Rivermark’s Henderson agreed, noting the credit union is exploring more flexible work arrangments, including flex time and telecommuting.
In addition to offering a better work-life balance, she said, it also can save the credit union money. As Rivermark gets closer to reaching capacity at its building, such arrangements can mitigate the need for finding more office space.
Sara Holland, the manager of benefits and recruiting at Ent, noted the CU has a relatively low annual turnover rate of about 15% (for all levels). To achieve this, Ent has encouraged continuing education with tuition reimbursement, career counseling and training and development initiatives, Holland explained, adding, “we are big believers in promoting from within.”
Given the ever-escalating wave of regulations, another key challenge for credit union HR executives is finding compliance talent—either by recruiting and hiring someone from outside, or developing it internally.
“It is difficult to find experienced, well-rounded [compliance] talent,” said Jason Harpenau, business development manager at PolicyWorks LLC of Des Moines, Iowa, adding that the scope of rules to keep up with makes it difficult for just one person to be on top of it all.

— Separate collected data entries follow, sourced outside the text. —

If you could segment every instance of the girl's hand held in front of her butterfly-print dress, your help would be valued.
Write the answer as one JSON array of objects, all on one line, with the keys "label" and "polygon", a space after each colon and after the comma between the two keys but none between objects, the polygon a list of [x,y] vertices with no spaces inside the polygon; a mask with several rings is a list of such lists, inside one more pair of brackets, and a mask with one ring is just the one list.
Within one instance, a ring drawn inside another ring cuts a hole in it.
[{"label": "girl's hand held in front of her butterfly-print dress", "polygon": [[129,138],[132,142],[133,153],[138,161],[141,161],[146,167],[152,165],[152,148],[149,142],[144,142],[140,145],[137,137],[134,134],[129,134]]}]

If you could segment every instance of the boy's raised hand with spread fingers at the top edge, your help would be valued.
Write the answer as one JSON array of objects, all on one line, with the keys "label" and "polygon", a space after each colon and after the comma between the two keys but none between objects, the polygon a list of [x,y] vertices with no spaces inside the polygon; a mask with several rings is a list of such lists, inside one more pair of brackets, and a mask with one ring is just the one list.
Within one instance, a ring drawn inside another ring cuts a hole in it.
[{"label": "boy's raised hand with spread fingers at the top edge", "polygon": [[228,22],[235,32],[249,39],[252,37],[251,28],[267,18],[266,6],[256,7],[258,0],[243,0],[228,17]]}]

To attract and retain people with this unique skill set, credit unions will likely have to raise salaries for compliance employees, noted Brian Godwin, director of compliance solutions at PolicyWorks. Gary Fillman, director of risk advisory services for Centris Federal Credit Union, a $656-million institution based in Omaha, agreed.
“The challenge we face in a market like ours is large employers can pay top dollar for compliance expertise,” Fillman said. “When you’re looking for someone who can hit the ground running, you have to be prepared to compensate that person at a competitive rate to keep him or her for the long term.”

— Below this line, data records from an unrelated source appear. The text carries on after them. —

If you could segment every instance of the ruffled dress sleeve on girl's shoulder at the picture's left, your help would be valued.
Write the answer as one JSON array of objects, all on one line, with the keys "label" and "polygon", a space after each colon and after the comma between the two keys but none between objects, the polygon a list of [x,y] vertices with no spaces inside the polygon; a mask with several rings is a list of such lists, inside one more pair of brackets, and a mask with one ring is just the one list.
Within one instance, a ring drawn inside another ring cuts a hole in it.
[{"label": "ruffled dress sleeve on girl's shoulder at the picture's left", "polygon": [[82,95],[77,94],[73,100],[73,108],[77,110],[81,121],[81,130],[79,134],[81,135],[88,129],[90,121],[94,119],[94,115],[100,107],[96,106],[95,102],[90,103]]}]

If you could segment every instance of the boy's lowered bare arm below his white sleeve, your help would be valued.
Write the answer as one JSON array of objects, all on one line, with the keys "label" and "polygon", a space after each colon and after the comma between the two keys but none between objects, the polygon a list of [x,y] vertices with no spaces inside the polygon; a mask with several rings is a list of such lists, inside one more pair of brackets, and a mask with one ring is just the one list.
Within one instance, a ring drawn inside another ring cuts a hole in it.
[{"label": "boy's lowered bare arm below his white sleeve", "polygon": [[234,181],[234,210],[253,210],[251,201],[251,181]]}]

Barring that, some CUs will need to look at outsourcing their compliance operations, Godwin suggested.
Another area of focus: organizational development and training, which Henderson said will start out with doing away with traditional annual performance reviews in favor of setting shorter-term goals and gathering more frequent feedback.

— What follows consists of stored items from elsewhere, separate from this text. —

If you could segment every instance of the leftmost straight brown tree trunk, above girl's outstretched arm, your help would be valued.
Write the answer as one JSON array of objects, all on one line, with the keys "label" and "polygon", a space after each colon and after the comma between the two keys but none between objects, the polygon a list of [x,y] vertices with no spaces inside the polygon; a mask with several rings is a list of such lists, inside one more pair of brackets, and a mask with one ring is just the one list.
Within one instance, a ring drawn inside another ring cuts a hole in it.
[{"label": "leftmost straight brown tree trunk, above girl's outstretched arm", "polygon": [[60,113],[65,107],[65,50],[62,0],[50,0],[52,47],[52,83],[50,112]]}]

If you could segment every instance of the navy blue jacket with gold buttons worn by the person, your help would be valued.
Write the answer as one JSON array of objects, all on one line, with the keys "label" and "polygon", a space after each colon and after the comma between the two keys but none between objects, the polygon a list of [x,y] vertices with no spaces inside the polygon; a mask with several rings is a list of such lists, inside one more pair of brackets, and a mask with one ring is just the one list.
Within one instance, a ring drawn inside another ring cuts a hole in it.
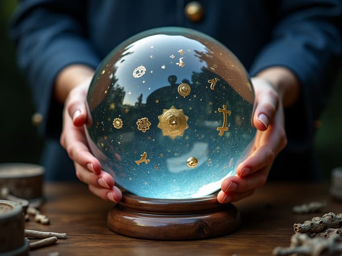
[{"label": "navy blue jacket with gold buttons worn by the person", "polygon": [[187,0],[19,1],[10,35],[37,111],[44,117],[39,131],[48,139],[43,162],[48,177],[67,177],[64,172],[74,176],[58,144],[62,106],[52,97],[58,72],[76,63],[96,68],[123,40],[163,26],[188,27],[214,37],[238,56],[250,76],[274,65],[291,69],[302,90],[286,110],[288,146],[274,162],[270,178],[314,176],[314,122],[324,109],[342,56],[342,1],[200,2],[205,16],[192,22],[184,15]]}]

“I believe the day of the annual review has long run its course,” Henderson commented. “To be more effective and to really engage employees, managers need to be providing feedback more regularly. The idea of having a meeting once a year where an entire year of performance is rated (or whatever the manager recalls) is archaic and needs to be replaced.”
Henderson suggesting moving to quarterly two-way dialogues exploring which of the previous goals were set, what worked and what didn’t and establishing the next set of goals.
“It will serve to help the organization achieve its goals in smaller, bite-sized chunks,” Henderson noted. “It also gives employers the opportunity to reward high performers more frequently, and to manage underperformers before a problem really has time to cultivate.”
Meanwhile, as the industry continues to consolidate, mergers offer another HR challenge: integrating divergent staffs. While most industries are quick to capitalize on mergers by letting people go, credit unions are loathe to do so, forcing HR to find places for people within the merged organization and to weave varying corporate cultures together.
Most mergers involve a larger credit union acquiring a smaller credit union, but the culture at that smaller credit union is every bit as long-established as at the larger CU, Rivermark’s Henderson related.
“The smaller credit union is usually expected to acclimate to the larger credit union’s culture, which is almost always more structured and corporate then they are accustomed to,” she commented. “Their policies and philosophies may vary greatly. In smaller credit unions, the employees may be wearing multiple hats, [whereas] in a larger credit union, employees typically perform just one role. It’s a cultural shift and it takes time, patience, and understanding to make it work.”